Los Angeles community activists have come forward with statements that there are thousands of in-mates of the LA County jails with AIDS and other serious illnesses and don't get released, which of course is true through the country. There is a general consensus across most of the political spectrum that the rich and famous get special treatment, even the "undeserving rich" like Paris Hilton who doesn't appear to have any "redeeming social value"(in the late 19th century, Victorian liberals tried to distinguish between the "deserving poor," the honest working people, and the "undeserving poor,"their criminal compatriots, while liberal reformers tried to get rid of the Robber Barons whom Theodore Roosevelt later called "malefactors of great wealth" while protecting those capitalist they claimed contributed to prosperity).
For George Bush there is not now nor has there ever been "deserving poor" or "undeserving rich."
Whatever Putin thinks doesn't really matter so much given the weakness of his government.
Whether Paris Hilton joins or doesn't join the more than two million Americans today in jails and prisons for the next month or so has no meaning except as an escapist tabloid story, unless of course, we take the understanding that most people have of the role of class privilege in this absurd case and apply it to the larger criminal justice system where low income people are imprisoned for minor offenses because they fail to pay fines, many more, particularly minority people, are sent to jail for drug offenses while non-minority people receive suspended sentences and counseling.
I can hear the voice of an old Soviet foreign minister or UN ambassador making those points, as the Soviets used to mention the oppression of both African-Americans throughout U.S. and the sordid history of the U.S. government toward Native peoples in response to U.S. attacks on Soviet policies.
But of course, you won't here that from Putin or his "new Russian" backers, or even from Pravda, the old Bolshevik newspaper which V.M. Molotov edited at the time of the revolution, which today, from my looking at its internet English edition, emphasizes the sort of sex and scandal stories that highlight people like Paris Hilton---an very sad example of how far "New Russia" has fallen from the days of Soviet Union.
One of the Soviet Union's least acknowledged accomplishments was to scare capitalists into a greater willingness to accept democratic reforms because of their fears of Soviet supported social revolutionaries.

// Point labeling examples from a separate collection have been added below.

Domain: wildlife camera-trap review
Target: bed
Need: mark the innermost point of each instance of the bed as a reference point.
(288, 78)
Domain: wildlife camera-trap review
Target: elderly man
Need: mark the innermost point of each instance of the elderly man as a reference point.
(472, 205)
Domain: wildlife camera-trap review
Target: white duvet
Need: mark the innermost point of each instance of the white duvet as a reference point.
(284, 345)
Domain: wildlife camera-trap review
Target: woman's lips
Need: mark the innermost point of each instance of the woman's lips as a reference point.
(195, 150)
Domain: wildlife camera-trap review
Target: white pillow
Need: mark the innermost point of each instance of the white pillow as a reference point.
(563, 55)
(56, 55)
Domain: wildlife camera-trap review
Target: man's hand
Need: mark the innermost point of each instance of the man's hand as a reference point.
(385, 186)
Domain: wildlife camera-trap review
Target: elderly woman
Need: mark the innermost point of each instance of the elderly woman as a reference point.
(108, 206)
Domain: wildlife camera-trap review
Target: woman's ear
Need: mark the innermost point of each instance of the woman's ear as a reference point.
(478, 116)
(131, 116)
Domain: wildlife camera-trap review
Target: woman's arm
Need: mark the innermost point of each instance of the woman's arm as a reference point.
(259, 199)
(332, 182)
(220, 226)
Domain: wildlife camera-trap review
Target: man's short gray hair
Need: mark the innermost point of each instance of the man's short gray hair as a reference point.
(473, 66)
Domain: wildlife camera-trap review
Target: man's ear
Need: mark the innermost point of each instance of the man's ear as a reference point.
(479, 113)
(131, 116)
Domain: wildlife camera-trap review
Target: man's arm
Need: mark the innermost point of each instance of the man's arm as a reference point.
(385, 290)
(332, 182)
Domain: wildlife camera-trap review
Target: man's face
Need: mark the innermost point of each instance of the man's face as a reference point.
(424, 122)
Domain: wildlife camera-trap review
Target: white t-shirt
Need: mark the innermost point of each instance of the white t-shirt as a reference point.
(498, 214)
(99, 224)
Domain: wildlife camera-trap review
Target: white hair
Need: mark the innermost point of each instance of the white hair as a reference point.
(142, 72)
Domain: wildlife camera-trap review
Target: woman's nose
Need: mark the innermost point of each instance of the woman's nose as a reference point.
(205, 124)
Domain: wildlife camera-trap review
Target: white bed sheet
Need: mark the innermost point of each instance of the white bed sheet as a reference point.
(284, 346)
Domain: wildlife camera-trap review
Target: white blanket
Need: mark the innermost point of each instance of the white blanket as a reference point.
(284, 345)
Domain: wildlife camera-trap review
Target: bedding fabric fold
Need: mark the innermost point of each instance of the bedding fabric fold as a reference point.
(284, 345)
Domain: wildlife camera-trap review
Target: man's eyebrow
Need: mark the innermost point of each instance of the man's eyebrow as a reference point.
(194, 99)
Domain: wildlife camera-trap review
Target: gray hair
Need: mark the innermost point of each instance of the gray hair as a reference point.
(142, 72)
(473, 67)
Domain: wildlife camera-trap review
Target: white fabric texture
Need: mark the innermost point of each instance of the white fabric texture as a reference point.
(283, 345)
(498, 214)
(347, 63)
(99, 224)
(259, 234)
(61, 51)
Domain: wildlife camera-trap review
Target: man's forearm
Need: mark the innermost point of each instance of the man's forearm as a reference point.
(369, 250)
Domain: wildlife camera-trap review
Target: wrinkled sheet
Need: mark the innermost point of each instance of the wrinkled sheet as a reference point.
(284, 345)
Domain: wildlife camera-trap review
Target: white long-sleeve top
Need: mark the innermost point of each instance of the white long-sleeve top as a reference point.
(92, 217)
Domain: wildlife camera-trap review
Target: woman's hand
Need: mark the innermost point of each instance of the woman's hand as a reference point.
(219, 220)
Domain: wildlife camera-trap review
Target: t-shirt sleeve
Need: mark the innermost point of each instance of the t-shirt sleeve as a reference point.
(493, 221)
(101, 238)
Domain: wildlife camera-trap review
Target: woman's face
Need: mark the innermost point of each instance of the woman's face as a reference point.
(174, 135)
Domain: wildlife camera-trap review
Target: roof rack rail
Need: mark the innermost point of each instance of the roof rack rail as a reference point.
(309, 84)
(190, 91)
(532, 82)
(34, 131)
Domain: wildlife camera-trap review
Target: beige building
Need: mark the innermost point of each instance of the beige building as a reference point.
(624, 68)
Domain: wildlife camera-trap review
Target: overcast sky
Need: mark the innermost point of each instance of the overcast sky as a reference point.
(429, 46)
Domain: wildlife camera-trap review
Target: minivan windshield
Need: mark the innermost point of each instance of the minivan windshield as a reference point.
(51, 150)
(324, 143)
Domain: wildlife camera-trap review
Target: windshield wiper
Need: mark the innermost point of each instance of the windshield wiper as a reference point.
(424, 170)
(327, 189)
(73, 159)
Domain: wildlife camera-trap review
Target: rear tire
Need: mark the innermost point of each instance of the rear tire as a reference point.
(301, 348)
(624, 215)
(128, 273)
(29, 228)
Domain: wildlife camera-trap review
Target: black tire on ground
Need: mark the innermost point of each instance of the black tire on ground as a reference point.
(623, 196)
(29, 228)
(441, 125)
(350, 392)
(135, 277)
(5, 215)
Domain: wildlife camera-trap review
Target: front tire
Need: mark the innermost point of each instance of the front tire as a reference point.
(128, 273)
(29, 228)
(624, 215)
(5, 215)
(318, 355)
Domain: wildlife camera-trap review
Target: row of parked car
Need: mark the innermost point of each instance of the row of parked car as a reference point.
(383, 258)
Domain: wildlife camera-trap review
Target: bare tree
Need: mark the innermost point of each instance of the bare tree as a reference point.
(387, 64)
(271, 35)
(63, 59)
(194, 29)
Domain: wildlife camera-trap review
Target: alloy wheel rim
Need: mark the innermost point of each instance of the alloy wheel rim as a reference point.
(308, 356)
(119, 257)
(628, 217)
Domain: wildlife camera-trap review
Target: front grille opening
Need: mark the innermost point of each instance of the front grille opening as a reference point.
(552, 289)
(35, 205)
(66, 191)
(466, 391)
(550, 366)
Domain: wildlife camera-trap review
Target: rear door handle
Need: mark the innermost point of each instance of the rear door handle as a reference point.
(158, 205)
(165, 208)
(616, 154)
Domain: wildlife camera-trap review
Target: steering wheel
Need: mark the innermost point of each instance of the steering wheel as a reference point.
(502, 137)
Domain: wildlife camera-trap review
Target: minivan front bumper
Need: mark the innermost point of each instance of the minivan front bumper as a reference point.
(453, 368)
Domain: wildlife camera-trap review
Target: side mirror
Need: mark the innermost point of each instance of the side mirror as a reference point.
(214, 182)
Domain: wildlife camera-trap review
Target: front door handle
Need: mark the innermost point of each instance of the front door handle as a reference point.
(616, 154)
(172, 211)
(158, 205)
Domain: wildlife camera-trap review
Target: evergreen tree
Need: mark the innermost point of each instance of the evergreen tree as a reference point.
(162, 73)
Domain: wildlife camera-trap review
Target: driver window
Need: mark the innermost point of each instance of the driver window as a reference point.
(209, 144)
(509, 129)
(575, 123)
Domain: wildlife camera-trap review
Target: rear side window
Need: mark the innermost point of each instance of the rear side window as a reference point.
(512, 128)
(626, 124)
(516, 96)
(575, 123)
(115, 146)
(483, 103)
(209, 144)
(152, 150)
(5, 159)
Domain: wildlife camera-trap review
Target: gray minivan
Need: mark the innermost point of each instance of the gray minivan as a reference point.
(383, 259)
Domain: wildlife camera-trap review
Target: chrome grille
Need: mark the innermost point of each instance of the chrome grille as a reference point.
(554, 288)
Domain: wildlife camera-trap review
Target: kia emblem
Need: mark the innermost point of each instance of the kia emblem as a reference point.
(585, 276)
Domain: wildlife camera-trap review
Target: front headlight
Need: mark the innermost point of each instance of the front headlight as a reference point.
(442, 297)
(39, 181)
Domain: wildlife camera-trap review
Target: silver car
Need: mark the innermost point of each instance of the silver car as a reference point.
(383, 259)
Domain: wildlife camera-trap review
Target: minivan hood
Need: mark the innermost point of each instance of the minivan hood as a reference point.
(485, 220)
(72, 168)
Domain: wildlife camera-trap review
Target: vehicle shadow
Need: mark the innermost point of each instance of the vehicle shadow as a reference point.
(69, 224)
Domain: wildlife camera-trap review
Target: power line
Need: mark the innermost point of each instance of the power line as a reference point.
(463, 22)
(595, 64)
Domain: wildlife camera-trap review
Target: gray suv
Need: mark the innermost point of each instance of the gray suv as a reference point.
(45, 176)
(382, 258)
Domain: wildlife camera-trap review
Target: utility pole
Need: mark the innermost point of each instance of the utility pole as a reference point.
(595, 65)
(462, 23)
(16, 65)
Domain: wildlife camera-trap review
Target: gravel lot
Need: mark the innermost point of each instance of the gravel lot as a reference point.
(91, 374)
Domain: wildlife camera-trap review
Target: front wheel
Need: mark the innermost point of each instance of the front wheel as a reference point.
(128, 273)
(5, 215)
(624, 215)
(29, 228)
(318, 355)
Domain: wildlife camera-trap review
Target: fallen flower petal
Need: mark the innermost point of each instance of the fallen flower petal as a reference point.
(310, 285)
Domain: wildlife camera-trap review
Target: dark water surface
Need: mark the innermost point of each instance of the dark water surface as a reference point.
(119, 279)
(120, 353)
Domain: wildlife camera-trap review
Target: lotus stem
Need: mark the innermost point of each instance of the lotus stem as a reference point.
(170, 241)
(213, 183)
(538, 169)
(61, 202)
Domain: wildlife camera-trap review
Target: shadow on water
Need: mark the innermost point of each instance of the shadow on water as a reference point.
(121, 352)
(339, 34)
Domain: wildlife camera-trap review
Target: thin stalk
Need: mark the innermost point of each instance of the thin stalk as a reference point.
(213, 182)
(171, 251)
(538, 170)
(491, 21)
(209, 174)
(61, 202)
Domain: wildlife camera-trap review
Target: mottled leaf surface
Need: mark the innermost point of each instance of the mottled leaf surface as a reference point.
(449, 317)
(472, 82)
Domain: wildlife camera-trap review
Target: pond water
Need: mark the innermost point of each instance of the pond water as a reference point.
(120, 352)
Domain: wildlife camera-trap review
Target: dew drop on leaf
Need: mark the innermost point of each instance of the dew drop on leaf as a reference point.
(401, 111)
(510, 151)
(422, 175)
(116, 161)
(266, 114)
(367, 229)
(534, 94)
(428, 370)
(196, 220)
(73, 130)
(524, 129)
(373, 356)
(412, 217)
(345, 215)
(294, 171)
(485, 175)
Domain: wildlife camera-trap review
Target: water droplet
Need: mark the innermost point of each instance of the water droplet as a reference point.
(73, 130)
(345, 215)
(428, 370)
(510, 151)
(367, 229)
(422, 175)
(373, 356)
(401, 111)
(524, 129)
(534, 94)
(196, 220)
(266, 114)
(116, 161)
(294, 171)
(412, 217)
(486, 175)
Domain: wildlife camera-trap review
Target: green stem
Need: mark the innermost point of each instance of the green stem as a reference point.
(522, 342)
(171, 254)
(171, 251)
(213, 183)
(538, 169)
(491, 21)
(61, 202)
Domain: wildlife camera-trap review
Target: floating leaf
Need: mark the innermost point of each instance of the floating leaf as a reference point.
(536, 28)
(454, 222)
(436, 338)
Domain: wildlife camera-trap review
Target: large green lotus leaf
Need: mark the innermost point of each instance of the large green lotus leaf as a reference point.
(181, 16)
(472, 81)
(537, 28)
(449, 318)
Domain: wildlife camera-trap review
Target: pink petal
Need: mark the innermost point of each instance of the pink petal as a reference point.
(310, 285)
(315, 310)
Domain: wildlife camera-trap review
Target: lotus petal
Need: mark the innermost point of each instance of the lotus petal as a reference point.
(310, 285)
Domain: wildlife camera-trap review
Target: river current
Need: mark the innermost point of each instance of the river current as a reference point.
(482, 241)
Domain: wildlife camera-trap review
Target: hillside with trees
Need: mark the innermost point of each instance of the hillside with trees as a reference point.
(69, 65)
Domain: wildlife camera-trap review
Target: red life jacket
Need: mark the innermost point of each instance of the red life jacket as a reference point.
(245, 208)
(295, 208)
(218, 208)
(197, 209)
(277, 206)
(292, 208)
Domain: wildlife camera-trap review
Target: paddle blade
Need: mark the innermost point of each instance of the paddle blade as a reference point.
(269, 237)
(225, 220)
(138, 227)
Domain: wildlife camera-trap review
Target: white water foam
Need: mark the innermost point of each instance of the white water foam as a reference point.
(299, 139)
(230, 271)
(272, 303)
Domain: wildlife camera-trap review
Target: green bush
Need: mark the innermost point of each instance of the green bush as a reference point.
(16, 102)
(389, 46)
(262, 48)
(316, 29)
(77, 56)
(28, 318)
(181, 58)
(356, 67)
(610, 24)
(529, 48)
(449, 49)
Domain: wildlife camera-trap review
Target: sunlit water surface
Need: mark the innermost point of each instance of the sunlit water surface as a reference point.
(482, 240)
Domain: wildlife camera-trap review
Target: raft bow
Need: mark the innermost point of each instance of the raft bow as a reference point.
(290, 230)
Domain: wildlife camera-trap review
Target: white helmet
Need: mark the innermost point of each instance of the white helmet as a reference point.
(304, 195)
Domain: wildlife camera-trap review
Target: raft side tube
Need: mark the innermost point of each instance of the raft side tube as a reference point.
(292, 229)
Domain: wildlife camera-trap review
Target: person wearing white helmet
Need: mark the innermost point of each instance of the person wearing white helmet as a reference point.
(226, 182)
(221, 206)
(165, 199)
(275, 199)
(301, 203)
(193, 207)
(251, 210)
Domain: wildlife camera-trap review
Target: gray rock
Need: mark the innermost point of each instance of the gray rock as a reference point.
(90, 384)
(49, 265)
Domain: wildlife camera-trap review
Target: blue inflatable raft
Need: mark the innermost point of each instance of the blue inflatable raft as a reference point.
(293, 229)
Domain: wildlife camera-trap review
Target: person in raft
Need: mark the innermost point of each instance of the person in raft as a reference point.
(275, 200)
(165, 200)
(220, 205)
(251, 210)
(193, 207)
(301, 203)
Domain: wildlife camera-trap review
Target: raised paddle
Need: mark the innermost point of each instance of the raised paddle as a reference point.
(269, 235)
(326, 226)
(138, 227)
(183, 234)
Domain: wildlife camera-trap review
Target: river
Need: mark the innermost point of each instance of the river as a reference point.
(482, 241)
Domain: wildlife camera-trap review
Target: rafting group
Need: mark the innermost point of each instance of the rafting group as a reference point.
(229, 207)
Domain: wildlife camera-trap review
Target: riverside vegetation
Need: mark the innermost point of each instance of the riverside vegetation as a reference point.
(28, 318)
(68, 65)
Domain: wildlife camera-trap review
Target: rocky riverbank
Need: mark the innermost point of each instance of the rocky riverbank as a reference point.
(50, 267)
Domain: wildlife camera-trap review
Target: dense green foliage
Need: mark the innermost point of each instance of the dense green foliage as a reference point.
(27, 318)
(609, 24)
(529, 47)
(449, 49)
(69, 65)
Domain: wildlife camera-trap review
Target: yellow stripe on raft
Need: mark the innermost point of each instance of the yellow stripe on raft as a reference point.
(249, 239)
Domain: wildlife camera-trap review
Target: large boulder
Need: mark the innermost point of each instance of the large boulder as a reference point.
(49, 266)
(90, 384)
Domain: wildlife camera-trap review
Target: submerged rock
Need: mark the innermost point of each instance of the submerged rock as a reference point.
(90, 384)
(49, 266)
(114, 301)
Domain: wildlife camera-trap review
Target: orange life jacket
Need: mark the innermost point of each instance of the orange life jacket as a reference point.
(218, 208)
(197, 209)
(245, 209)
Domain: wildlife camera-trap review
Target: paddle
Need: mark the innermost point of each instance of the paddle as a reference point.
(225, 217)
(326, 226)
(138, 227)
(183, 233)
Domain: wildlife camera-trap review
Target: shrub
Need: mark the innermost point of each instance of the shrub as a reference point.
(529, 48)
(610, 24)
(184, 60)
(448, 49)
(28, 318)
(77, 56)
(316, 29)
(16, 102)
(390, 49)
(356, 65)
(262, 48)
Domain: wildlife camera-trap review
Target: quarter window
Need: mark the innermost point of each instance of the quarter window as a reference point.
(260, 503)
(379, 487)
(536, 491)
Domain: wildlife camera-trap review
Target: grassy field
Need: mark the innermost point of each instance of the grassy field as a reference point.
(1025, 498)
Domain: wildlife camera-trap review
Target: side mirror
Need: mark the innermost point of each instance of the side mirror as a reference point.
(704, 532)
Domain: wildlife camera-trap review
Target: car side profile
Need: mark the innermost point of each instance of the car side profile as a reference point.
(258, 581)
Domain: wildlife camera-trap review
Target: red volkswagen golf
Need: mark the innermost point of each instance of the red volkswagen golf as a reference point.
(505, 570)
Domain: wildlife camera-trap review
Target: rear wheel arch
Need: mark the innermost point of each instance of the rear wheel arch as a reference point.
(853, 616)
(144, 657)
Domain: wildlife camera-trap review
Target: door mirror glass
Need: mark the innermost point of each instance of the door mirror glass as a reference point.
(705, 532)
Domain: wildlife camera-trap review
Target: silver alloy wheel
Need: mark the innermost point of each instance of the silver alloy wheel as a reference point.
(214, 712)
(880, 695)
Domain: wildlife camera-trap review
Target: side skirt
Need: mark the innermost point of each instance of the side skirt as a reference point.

That fear is gone. We will have to act to put that fear back into the minds of the capitalist class.
A pro labor priest in the U.S. was reputed to have said during the Great Depression, "we need the Communists to put the fear of God into these millionaires."
While that "fear" is not the issue, fear of and respect for working class militancy and unity among the capitalist is necessary to advance "democratic reform" in the United States.